Study design: Repeated examination study of serum and urine kidney measures.
Setting & participants: Participants 18 years or older in the Third National Health and Nutrition Examination Survey (NHANES III) who had repeated blood and urine samples collected during visits occurring approximately 18 days apart.
Measurements: Standardized serum creatinine, standardized cystatin C, β-trace protein (BTP), β(2)-microglobulin (B2M), and urine albumin and creatinine. We calculated the within-person coefficient of variation (CV(w)), which includes both biological and analytical variability. We also evaluated the impact of variability on estimates of the prevalence of reduced estimated glomerular filtration rate and albuminuria.

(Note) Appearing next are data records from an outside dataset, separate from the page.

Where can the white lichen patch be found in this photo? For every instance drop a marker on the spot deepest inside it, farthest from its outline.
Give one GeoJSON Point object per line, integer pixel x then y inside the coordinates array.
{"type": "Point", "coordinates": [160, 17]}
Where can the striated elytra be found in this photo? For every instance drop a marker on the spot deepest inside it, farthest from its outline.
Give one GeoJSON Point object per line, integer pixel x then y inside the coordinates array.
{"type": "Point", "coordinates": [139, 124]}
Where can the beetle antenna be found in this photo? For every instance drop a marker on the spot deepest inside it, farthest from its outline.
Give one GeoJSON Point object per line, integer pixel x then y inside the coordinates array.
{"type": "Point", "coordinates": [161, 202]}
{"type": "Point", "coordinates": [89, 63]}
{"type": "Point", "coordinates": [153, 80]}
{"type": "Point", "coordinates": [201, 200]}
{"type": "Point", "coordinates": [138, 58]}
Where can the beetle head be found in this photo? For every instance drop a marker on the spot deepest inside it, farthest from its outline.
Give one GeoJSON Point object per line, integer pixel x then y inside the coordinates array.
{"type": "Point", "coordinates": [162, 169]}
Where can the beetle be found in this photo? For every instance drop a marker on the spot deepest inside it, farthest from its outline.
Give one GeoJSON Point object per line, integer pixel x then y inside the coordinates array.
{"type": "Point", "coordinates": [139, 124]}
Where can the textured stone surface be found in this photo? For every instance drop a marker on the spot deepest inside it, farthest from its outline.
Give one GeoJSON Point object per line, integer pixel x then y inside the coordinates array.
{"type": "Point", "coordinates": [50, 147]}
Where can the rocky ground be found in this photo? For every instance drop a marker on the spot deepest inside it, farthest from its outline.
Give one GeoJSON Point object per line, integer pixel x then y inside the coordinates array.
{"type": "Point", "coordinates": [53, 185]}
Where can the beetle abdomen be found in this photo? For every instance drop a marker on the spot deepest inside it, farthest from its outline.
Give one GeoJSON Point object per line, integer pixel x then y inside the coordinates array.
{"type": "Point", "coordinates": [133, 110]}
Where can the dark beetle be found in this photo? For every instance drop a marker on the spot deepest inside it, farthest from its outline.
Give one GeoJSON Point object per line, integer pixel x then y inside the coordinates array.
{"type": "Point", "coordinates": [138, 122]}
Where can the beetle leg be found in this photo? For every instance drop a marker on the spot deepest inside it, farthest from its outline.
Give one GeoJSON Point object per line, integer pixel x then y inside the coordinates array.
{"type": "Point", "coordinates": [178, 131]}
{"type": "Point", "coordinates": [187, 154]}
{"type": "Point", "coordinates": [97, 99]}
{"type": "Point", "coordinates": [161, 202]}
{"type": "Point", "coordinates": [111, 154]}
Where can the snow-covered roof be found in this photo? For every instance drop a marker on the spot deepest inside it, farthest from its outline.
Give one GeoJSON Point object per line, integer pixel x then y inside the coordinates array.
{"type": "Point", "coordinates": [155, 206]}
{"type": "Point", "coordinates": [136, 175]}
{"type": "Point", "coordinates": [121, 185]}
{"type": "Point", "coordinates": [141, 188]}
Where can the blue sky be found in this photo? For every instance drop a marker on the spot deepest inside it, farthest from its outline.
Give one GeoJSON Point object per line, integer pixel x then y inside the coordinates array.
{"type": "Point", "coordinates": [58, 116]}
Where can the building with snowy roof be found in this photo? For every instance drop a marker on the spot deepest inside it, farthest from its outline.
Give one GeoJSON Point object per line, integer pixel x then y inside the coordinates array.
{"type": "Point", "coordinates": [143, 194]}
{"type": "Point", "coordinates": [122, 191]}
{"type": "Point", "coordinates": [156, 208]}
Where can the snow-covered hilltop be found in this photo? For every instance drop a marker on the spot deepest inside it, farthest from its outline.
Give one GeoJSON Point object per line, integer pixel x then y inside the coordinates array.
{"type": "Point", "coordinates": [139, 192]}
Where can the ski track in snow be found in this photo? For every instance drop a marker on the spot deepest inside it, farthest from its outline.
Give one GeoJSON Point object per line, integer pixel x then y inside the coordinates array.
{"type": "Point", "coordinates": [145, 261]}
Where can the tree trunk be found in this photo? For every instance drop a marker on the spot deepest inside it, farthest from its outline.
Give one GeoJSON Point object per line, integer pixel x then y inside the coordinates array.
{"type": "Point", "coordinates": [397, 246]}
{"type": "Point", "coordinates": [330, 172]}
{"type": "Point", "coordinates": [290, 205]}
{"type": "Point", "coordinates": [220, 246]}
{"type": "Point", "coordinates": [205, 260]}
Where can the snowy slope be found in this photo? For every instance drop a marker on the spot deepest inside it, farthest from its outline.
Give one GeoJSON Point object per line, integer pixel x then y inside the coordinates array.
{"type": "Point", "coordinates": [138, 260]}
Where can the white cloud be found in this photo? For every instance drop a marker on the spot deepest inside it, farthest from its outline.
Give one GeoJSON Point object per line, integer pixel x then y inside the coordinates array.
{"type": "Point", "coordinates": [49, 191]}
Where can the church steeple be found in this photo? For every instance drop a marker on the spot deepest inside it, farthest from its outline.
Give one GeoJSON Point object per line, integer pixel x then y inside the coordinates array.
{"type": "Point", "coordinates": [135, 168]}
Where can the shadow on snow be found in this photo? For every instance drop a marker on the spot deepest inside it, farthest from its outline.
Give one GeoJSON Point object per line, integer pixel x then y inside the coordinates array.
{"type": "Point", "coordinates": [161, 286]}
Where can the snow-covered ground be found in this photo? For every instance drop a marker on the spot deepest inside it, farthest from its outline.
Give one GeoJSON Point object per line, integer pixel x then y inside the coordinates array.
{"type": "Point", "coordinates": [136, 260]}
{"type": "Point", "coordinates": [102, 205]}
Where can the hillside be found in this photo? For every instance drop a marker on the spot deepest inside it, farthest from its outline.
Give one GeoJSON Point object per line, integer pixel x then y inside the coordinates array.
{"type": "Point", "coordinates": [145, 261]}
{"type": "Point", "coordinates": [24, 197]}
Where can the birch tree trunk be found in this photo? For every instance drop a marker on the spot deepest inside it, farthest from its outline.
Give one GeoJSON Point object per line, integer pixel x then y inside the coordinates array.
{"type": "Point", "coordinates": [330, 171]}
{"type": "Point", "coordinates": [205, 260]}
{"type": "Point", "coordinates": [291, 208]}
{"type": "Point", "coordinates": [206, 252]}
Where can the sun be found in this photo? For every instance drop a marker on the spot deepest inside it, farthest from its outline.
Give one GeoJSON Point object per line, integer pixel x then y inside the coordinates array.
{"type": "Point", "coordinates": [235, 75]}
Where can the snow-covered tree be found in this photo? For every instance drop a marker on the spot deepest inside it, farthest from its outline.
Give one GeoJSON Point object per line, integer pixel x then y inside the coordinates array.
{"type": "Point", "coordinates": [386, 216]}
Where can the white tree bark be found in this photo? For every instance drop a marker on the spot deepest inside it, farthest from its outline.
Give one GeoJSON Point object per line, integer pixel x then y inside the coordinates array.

Results: Serum cystatin C level demonstrated the lowest short-term within-person variability (CV(w) = 6.8%). Serum creatinine and B2M levels (CV(w) = 7.6% and 8.4%, respectively) also had low variability. BTP level had the most variability of the serum markers (CV(w) = 11.6%). As expected, urine albumin and urine creatinine measurements showed high variability (CV(w) >30% for both); however, albumin-creatinine ratio performed much better than either measure alone, with CV(w) of 11.3%. The effect of short-term variability on the prevalence of reduced estimated glomerular filtration rate was moderate, with an ~20% lower prevalence when defined based on single measurements compared to repeated application of the same test approximately 18 days apart. Repeated testing for albuminuria had a larger effect, showing a 33% lower prevalence of albuminuria when repeated testing was applied.
Limitations: Only 2 measurements available. General population with low prevalence of kidney disease.
Conclusions: Our results suggest that creatinine, cystatin C, and B2M levels have similarly low short-term variability. BTP level was more variable compared with the other serum filtration markers. Urine albumin and creatinine levels were highly variable and may benefit from repeated assessments to reduce the misclassification of albuminuria.